Job 7:1-4, 6-7 / 1 Corinthians 9:16-19, 22-23 / Mark 1:29-39
Rising very early before dawn, he left and went off to a deserted place, where he prayed.
It is not difficult for us to understand, or at least to think that we understand, Jesus' decision to leave, to be alone, far from all of his work and from all of the requests made by the whole town...gathered at the door of the mother-in-law of Simon. As a man, and so like us, Jesus Christ had his limits, the need to rest so he could find the strength to continue his work. Even though, being God, and so being the very source of all strength and energy, he would not have lacked the power to heal the sick and deliver those possessed by demons, he had all the same fundamental human needs, not the least of which is rest from work. And so, we cam imagine that, at the beginning of his earthly ministry, non yet accustomed to the crowds needing his help, Jesus found a moment for himself, a quiet moment of self-care.

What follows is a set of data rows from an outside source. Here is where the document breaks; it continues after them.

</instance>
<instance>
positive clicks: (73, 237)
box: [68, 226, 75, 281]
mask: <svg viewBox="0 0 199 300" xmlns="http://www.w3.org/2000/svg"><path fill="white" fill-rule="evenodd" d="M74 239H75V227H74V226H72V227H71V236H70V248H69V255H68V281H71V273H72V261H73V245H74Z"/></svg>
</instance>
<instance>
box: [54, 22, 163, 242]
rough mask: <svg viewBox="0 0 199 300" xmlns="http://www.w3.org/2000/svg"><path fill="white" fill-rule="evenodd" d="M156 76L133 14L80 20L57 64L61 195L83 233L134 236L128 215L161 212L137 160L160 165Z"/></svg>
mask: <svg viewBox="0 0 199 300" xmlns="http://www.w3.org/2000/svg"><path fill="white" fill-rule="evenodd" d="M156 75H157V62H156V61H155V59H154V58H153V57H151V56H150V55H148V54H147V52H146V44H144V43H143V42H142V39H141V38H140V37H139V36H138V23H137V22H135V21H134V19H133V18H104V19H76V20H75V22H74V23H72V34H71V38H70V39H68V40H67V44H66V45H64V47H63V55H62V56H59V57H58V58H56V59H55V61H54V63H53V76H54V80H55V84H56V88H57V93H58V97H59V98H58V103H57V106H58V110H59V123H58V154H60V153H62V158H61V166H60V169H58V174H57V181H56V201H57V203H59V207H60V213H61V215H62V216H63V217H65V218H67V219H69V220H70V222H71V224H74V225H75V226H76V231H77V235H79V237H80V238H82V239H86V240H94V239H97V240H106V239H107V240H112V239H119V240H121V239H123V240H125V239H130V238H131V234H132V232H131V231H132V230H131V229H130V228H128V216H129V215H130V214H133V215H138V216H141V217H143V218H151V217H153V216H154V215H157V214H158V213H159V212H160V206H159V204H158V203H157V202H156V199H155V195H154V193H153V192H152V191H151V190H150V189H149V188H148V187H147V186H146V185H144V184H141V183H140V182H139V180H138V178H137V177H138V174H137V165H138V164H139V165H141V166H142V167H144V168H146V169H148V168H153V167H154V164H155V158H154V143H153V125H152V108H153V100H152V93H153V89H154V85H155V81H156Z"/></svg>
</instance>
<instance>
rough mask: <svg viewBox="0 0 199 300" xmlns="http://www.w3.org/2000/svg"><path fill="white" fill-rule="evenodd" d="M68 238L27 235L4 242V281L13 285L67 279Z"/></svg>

However, such a reading, whatever truth there may be in it, misses something crucial about the life of Jesus. Jesus did not rise so early, he did not go off to a deserted place, to find and renew the strength necessary to take up again the healings and deliverances of the people of the town. As we read, after Simon and those who were with him had found Jesus and told him that the whole town was looking for him, Jesus revealed to them that he had no desire to return to those healings that he had dome in the city. Even though he had compassion for the people, his priority was that purpose for which he had come — the preaching of the Good News, of the Gospel. That is to say, his mission, his being send, more precisely his being sent by the Father, and so even more his identity as the Son, the Son send into the world by the Father but never absent from him — this mission and this identity, not his tiredness nor any kind of self-care, were at the heart of Jesus' prayer in the deserted place, early in the morning.
We, of course, are not sons of the Father by nature, and we have not been sent in the same way, with just the same saving mission of the eternal Son of God and his Paschal Mystery. We are, however, rightly and truly sons of the Father by our baptism; we are also, by our baptism and our confirmation, anointed by the same Spirit, and in that same Spirit partakers in the mission of Christ; some of us, moreover, are by our religious vows dedicated to preaching, and it is for us as preachers, no less than it was for Jesus in his earthly mission, to say, Let us go on to the nearby villages that we may preach there also. For this purpose have we come. Given all of this, it is also clear that our prayer, and in a particular way our private prayer, the prayer we make either physically or spiritually "early in the morning before dawn" in a "deserted place" ought to be rooted in this mission — the preaching of the Gospel — and in this identity — the filial participation in the mystery of God.
Brother and sisters, we all have a lot of work to do, and it is easy to feel sorry for ourselves, as though we were with Jesus in the house of Simon's mother-in-law, the whole town gathered at the door asking to see us, asking for our time and our energy. It is understandable that after our work, and after that sense that our work has been, and perhaps always will be, beyond our ability to accomplish, we desire a time, some time, brief or long, in which we can get some rest, be entertained, taste that dolce far niente during a few hours of idleness. It is understandable, and considering the weakness of our humanity, probably even justifiable. However, during these quiet moments, whether early in the morning or late at night or in a momentary pause between our daily tasks, we have even greater need of prayer. We need a life of prayer rooted non in the desire for energy to do even more work, nor in the desire to stop working and enjoy idleness, however necessary these both may be. What we need is a prayer rooted in the awareness of our identity — an identity received by the grace of the sacraments, an identity which we renew every time we celebrate the Mass and receive the Body and Blood of Jesus Christ, an identity of being sons of God, partakers of the eternal life of the living God.
Filial prayer is not in the life, of course, a magic solution for our fatigue. Job's question is in a certain sense the question that will remain until the end of the world: Is not man’s life on earth a drudgery?
Are not his days those of hirelings? Filial prayer does not take away the difficulties that belong in this world to our mission. We ought rather to say with St. Paul, If I preach the gospel, this is no reason for me to boast, for an obligation has been imposed on me, and woe to me if I do not preach it! Filial prayer, however can be, and it ought to be the source of our joy whether we are at work or at rest, in drudgery or in play. We are sons of the Father, and by grace and love, we can taste, even today, here and now, the sweetness of the immortal life of the Trinity, the life promised by our Savior, Jesus Christ.